I'm sure one of these days she's going to go to principal and ask for her leave, but then again, what else is new?I first heard of this book in Sheila's blog when she reviewed this during the Banned Books week last year. At that point, I wasn't too keen on reading the book, but when I saw the movie pop up in my Netflix recommendations list, I decided to check it out. I didn't have too many expectations from it, but by the end of the movie, I loved it. Who doesn't love a rebel? And I mean a good rebel -- someone who succeeds in something when everyone else expected him/her to fail. The movie was everything about changing your destiny, and all through my life, I've never tolerated the 'fate' and 'destiny' philosophies that anyone dished out to me. I like to believe that I'm the only person who can control my life -- of course there's the butterfly effect and then there is the case where someone else's actions can affect what happens to you, but they are usually single events, and most times, one can always decide one's reactions to such events. Would you rather wallow in depression because you are going through a life-changing mess or would you rather change the way you respond to that mess?
"These kids are going to make this lady quit the first week," my friends were saying. Someone else said, "She'll only last a day."
I give her a month.
The Freedom Writers' Diary is the strongest proof I've seen about how you can make a difference to your life and to those around you. All the kids in Erin Gruwell's class have already been written off as failures, by other teachers, other students, and even their own parents. Worse, none of the kids could identify with Erin -- a white woman staying in a safe suburban residence, with no teaching experience and who had no idea of life in the violent gang-controlled streets of LA. Since even their previous teachers had given up on them, they gave Erin just a month before they believed she would move on.
The following 300-odd pages of this book shows so well how every single student has been transformed by Erin's teaching methods, the students' life experiences, their choices and willingness to perhaps hope that maybe they'll come through it all fine. So many stories in the book are moving. There's the student who's the sole caretaker of the family and is on the verge of eviction because he/she has to pay 800 bucks in rent and the car payment is also due. Then the girl who had a really wonderful family life at one point and within a few years, the mother left, the father remarried to a woman she and her siblings couldn't adjust to; soon they moved to an aunt's place who loved her a lot until her lover returned from the jail and the kids were back to square one -- homeless and family-less.

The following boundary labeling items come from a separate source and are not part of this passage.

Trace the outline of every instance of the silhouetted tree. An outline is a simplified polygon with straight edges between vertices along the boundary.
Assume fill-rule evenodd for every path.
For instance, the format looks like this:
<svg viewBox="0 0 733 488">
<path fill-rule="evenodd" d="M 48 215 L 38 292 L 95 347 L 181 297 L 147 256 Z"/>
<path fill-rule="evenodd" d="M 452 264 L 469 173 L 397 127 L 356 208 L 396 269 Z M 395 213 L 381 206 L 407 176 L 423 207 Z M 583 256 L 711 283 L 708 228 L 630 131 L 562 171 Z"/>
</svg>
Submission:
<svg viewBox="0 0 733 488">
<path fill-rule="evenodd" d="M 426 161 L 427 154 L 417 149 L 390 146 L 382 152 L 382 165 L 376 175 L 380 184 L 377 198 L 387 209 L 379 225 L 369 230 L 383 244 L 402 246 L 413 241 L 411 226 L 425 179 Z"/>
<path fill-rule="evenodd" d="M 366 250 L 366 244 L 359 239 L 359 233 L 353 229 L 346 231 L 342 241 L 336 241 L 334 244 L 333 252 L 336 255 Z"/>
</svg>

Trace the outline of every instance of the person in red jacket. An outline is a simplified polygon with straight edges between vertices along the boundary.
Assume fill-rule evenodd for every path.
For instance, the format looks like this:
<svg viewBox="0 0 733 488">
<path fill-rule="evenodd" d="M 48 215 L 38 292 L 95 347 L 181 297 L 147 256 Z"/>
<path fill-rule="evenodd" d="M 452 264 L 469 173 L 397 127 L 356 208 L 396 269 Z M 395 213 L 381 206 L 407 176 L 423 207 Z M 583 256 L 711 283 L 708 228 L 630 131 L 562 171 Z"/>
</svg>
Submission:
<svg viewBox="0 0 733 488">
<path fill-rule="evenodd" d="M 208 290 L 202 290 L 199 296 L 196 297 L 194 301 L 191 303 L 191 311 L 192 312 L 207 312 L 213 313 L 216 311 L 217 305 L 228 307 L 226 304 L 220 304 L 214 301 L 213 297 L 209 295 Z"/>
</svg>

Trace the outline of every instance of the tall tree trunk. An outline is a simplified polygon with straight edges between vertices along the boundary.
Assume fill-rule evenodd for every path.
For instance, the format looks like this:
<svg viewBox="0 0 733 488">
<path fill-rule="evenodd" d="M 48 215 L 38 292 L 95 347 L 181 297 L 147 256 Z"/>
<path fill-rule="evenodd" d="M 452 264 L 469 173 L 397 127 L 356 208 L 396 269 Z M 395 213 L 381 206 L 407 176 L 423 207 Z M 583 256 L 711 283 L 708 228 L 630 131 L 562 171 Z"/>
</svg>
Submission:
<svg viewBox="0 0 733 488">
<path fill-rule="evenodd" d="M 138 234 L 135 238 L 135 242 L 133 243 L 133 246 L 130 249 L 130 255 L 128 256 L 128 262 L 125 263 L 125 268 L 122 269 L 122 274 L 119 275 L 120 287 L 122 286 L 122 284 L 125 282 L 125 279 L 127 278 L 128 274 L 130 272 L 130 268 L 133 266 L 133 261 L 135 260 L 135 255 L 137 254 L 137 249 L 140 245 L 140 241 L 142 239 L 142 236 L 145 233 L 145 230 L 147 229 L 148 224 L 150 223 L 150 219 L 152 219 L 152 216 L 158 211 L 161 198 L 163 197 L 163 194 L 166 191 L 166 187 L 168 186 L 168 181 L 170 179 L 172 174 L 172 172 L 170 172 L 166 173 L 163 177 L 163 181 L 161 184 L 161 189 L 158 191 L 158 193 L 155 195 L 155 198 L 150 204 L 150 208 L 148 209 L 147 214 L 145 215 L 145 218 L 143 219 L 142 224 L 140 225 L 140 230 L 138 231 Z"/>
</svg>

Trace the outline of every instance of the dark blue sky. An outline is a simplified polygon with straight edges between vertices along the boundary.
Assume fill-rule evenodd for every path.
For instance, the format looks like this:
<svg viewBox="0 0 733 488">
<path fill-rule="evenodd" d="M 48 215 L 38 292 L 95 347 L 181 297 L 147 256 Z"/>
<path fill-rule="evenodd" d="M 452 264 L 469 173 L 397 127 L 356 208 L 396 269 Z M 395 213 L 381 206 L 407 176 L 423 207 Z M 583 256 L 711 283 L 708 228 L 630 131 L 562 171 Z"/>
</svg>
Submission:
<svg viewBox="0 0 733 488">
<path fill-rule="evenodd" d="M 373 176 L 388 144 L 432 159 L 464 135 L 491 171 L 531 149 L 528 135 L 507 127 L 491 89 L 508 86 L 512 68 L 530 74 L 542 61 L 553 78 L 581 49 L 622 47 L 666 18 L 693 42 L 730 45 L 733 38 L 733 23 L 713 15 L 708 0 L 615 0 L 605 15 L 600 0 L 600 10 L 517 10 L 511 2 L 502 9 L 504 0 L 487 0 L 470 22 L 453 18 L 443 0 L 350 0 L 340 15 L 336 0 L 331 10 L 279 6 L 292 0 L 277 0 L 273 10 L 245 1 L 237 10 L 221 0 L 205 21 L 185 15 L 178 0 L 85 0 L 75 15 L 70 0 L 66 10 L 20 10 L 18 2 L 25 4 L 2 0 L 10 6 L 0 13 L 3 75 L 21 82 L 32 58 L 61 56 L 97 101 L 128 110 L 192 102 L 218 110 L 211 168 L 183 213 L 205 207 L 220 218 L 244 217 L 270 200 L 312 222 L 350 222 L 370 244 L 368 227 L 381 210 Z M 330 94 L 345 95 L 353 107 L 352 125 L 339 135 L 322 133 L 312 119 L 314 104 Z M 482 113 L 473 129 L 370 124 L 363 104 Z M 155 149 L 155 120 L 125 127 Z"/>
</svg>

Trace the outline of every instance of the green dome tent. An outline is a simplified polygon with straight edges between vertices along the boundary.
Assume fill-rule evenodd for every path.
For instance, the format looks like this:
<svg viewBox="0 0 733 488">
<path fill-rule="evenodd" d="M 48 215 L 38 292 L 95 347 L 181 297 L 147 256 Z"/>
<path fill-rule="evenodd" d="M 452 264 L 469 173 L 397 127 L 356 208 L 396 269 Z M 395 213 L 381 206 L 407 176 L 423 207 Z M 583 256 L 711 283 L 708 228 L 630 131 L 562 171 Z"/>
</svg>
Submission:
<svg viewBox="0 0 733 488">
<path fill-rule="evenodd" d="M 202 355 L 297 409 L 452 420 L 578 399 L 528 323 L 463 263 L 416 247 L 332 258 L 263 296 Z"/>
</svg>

There's the boy whose family doesn't have a home to stay in because they are so poor. There's the girl whose parents stole her stuff so that they can fund their drug addiction. There's also the girl who had to bring herself up because her mother was tired of being a mother. There's the boy whose father doesn't think his son will succeed and offers no hope or encouragement.
So many of the diary entries make you really sad, but by the end of each entry, I still smiled because the kids weren't writing with despair, they were writing with hope. They made promises to themselves and expressed their gratitude that they at least still had the Freedom Writers. Erin Gruwell and her class were a symbol of hope for all these kids. It's beautiful reading about how these kids change and how they do and wish good for others too. Their hostility is very evident in the initial diary entries, but as I read, I could vividly see the changes happening. It's also a reminder that just because a kid walks around with a gun or a knife, it doesn't mean that they are bad. It means they need help and there are no adults offering them that.
I've never had a teacher like Erin Gruwell, but then I've never been in a challenged class like Erin's. Still, every school needs someone like her -- if not to help those 'written-off' kids, then to at least empathize with the kids in their class. All kids have problems -- maybe not as tragic as the circumstances of the kids in this book, but certainly important problems that can have far-reaching consequences later on in life.
If four years ago someone would have told me that Ms. G was going to last more than a month, I would have laughed straight in their face. She wasn't supposed to make it, we weren't supposed to make it. But look at us now, the sure-to-drop-out kids are sure to reach higher education. No one would have thought of the "bad-asses" as high school graduates -- as any kind of graduates. Yet, in four years we will be college graduates. Our names will be on the alumni lists of Columbia, Princeton, Stanford, and even Harvard.
I loved both the movie and the book -- both are remarkably similar in plotline, but the book is just a bunch of numbered diary entries (you never know the identity of most kids and that lends a poignant innocent feel to the book). In the movie, there are some characters that are more central to the storyline. I loved all the actors who portrayed the students. They really got well into the skin of their characters. The movie also gives a personal look into Erin's life, which is not present in the book. As I understand it, the movie also used Erin's memoir to put together the various threads. I will recommend both the movie and the book to you -- they are both well-done. If like me, you aren't feeling motivated to read the book, you should certainly watch the movie then. I promise that you'll be checking out the book the very next day.
I borrowed this book from the library and rented the movie from Netflix.